When her husband died that town came together to help her get through it. But her friends were a cushion she didn’t need for long. I grew to admire that about her.

Other women would have drowned beneath the fear of life after the death of their husband. They would slap the water that was trying to sweep them downstream, cling to the inner tube of a man, or grasp for the roots of their grown children. But not Edith, when her husband died, she began her life. She commanded her lily pad, stayed the course and kept every bit of it together. She didn’t even get her cigarettes wet.

And after watching her two grandchildren grow into adults, a few road trips, a couple of cruises, a second marriage and a move to South Florida, death became hungry. It was a gator wading into the water.

He snapped her up, without warning. And she was gone. No warrior Indian around to save her.

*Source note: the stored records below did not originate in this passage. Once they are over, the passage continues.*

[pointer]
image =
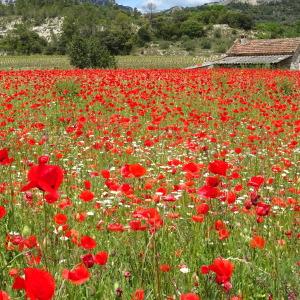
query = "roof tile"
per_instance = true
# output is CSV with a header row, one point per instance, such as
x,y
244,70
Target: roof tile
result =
x,y
265,47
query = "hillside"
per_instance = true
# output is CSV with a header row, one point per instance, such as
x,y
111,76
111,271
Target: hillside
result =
x,y
49,26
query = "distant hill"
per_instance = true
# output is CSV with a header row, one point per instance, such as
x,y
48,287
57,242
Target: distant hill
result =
x,y
251,2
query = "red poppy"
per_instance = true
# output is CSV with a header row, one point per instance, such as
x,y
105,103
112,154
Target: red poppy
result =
x,y
86,196
256,181
60,219
134,170
138,295
4,296
165,268
191,167
209,192
223,269
262,209
219,167
87,242
2,212
213,181
202,209
257,242
88,260
189,296
4,159
38,284
47,178
77,276
101,258
115,227
151,215
137,225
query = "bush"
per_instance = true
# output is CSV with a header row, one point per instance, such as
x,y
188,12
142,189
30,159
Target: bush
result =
x,y
206,44
90,54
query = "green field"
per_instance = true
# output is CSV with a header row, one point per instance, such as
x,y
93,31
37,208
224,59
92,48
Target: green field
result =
x,y
123,62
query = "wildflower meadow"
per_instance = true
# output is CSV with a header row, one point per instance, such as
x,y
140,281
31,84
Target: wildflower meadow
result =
x,y
149,184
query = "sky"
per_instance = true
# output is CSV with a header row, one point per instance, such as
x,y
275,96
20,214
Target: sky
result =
x,y
162,4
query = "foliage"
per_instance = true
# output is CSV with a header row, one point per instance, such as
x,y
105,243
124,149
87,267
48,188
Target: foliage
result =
x,y
149,184
90,53
23,41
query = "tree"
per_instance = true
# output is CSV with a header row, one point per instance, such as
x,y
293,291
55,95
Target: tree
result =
x,y
150,8
90,53
21,40
192,28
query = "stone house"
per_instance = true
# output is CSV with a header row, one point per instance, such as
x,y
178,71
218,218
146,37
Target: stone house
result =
x,y
273,53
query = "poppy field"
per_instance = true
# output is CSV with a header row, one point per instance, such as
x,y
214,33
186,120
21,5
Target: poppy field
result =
x,y
149,184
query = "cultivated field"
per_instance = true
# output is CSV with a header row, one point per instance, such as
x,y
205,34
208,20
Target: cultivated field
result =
x,y
123,62
157,184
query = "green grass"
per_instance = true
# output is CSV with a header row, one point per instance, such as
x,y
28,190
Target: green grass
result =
x,y
123,62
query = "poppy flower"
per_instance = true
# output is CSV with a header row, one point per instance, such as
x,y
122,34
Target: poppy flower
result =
x,y
38,284
4,296
88,260
87,242
257,242
2,212
209,192
165,268
151,215
134,170
115,227
101,258
138,295
47,178
77,276
189,296
202,209
223,269
4,159
262,209
218,167
191,167
213,181
86,196
60,219
256,181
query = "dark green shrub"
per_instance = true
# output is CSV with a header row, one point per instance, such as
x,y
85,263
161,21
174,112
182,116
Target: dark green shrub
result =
x,y
90,53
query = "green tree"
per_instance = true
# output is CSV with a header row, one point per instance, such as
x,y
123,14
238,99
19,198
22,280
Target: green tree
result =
x,y
90,53
192,28
21,40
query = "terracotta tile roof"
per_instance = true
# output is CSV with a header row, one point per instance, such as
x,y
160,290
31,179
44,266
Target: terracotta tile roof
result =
x,y
265,47
248,60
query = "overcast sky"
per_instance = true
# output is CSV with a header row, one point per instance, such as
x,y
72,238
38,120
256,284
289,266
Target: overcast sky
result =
x,y
163,4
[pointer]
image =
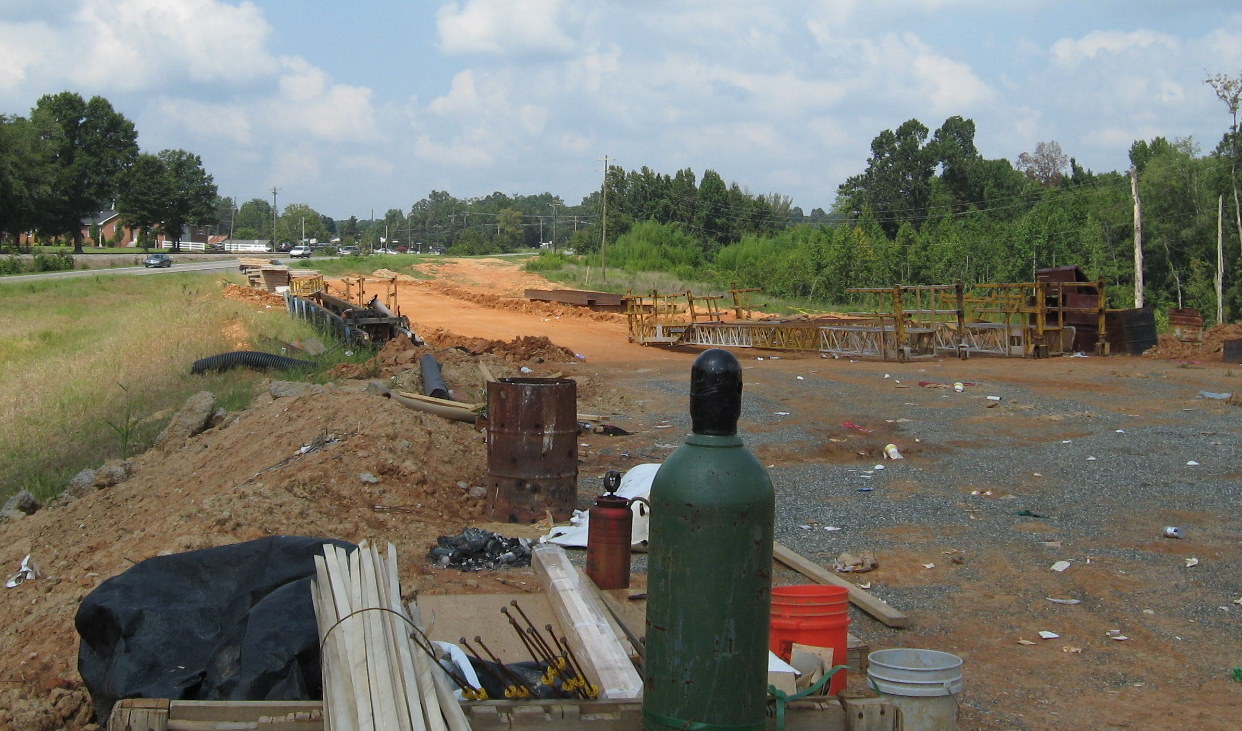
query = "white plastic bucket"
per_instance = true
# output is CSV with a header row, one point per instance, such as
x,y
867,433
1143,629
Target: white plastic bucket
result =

Her funeral was memorable. It was held in a little white chapel on a few acres of land that her family had donated to the parish some fifty years before. She was buried right next to Floyd, as one of the only two graves on the site. The pastor knew of her, but he didn’t know her. He was young and didn’t quite know of her former social status. He was probably a third her age, and had only met her a few times. His sermon was not at all who she was. He believed that she was "ready" to “go home.” It was probably death sermon #169 with modifications. Maybe she was happy about being back in her hometown. I believe she would have been happier buried under that beauty shop.

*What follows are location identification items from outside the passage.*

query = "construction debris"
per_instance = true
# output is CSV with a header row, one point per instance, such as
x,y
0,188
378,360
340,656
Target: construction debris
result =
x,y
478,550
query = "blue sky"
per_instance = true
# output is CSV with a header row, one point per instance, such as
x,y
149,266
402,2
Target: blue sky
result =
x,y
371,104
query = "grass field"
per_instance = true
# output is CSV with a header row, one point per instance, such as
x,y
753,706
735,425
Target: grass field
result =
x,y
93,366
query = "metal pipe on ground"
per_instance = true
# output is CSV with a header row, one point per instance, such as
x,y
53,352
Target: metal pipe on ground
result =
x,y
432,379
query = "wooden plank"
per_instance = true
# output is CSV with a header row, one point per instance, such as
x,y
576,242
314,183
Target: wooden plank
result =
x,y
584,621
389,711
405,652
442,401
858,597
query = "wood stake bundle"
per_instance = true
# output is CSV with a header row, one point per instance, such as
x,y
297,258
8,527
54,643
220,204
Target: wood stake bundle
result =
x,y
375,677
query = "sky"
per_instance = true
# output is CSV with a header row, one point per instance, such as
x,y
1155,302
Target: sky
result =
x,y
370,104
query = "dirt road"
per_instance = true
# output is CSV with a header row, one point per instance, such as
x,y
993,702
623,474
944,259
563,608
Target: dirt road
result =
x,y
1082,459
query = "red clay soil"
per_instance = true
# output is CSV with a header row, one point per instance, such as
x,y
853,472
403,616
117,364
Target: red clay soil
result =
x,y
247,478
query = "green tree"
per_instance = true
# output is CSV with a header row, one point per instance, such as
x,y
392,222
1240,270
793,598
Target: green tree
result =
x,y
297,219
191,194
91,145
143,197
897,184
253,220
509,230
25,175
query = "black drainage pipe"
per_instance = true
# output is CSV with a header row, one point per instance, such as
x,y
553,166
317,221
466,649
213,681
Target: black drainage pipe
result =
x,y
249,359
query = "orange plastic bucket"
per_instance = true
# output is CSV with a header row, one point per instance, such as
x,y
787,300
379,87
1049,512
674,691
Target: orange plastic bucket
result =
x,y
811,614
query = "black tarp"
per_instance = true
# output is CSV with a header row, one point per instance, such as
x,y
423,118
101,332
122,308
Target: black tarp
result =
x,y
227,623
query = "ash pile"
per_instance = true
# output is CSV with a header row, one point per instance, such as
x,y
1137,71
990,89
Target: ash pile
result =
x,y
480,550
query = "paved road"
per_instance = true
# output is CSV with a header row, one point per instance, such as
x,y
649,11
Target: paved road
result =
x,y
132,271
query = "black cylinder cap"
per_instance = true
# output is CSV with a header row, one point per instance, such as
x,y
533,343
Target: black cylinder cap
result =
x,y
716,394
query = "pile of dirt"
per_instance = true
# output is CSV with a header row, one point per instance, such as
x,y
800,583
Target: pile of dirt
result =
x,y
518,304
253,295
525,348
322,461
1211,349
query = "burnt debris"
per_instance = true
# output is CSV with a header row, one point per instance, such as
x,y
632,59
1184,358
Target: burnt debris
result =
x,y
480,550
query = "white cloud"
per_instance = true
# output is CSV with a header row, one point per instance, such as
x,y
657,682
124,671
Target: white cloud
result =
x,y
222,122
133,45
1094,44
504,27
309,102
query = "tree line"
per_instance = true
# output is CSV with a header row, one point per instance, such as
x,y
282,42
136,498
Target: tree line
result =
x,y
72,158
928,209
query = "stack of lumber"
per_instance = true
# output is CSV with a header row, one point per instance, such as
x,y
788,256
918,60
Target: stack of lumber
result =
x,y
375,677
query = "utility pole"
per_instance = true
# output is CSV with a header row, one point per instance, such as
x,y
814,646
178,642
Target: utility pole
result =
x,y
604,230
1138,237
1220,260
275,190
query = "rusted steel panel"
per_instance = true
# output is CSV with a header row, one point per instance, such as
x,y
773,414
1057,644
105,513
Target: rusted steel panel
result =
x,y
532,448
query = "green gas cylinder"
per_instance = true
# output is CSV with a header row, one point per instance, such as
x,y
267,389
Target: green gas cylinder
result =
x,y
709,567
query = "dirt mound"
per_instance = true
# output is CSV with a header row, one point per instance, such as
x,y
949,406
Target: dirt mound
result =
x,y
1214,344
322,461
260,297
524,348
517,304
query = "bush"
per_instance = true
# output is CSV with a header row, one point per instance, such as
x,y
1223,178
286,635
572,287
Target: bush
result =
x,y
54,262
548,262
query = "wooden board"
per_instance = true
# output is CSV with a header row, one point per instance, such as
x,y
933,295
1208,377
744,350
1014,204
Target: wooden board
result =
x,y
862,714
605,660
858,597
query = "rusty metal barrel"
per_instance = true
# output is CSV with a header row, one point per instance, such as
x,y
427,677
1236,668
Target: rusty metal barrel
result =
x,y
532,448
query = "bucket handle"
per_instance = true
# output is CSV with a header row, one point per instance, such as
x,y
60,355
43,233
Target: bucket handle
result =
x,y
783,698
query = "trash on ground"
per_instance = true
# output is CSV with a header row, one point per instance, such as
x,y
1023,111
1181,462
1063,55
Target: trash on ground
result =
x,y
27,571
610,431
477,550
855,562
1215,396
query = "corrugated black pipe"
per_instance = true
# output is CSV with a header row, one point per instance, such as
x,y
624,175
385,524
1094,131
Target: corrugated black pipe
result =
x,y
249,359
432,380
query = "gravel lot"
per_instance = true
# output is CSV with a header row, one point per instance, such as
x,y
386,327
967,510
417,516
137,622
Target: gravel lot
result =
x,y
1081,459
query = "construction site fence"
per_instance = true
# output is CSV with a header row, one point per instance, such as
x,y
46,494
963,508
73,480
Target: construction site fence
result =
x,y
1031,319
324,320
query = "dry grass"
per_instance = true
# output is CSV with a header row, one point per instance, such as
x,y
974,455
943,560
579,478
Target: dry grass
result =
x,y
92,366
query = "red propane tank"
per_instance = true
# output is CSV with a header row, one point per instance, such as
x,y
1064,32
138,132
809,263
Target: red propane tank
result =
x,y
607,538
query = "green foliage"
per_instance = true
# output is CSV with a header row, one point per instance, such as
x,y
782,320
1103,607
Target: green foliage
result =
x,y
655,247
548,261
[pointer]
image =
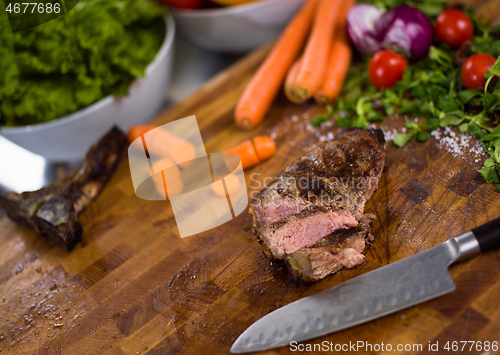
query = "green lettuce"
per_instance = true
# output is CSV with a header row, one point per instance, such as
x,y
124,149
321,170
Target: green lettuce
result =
x,y
97,49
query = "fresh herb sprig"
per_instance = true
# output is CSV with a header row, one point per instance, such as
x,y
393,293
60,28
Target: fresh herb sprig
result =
x,y
430,89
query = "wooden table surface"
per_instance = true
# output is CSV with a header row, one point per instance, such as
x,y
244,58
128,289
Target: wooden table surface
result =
x,y
133,286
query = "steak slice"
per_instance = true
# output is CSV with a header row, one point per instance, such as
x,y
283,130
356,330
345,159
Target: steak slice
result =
x,y
340,175
319,193
341,249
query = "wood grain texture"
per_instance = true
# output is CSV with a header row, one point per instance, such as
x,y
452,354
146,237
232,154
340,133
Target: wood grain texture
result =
x,y
133,286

Her body may have been giving out and she wasn’t able to get where she wanted to go, but I don’t believe she was ready to leave this earth just yet. She would have much rather been hanging out with the family on the back porch, drinking screwdrivers and talking about all the great times we’ve had over the years, sucking a cigarette between her fingers. She most certainly would have wanted to see my wedding.

Instead, she was the absent host of the farewell cold cut luncheon held at her little house about twenty minutes from the chapel. A house that wasn’t the same without her, and if you let your mind take a break from that day even for a minute, you may expect to see her walk around the corner, or check her hair in the mirror. But she never did.

She was, so much more than I will ever know. I regret not having called her on New Years Eve. But I forced grief out of my head to focus on what I did do. I do know that we were, in such a way, soul mates.

The only reason that last phone call I didn’t make hurts so much, is because I missed one last chance for memory. Oddly, it wasn’t the “I love you,” because I truly have that in my heart and grief cannot penetrate there. But I regret missing that last chance to hear one more story, the kind she told like rosary.

Since her death, I’ve tried to string those stories and memories together, so that they could start to become something tangible. Perhaps something a little like the plastic candy garland we hung on our Christmas tree growing up.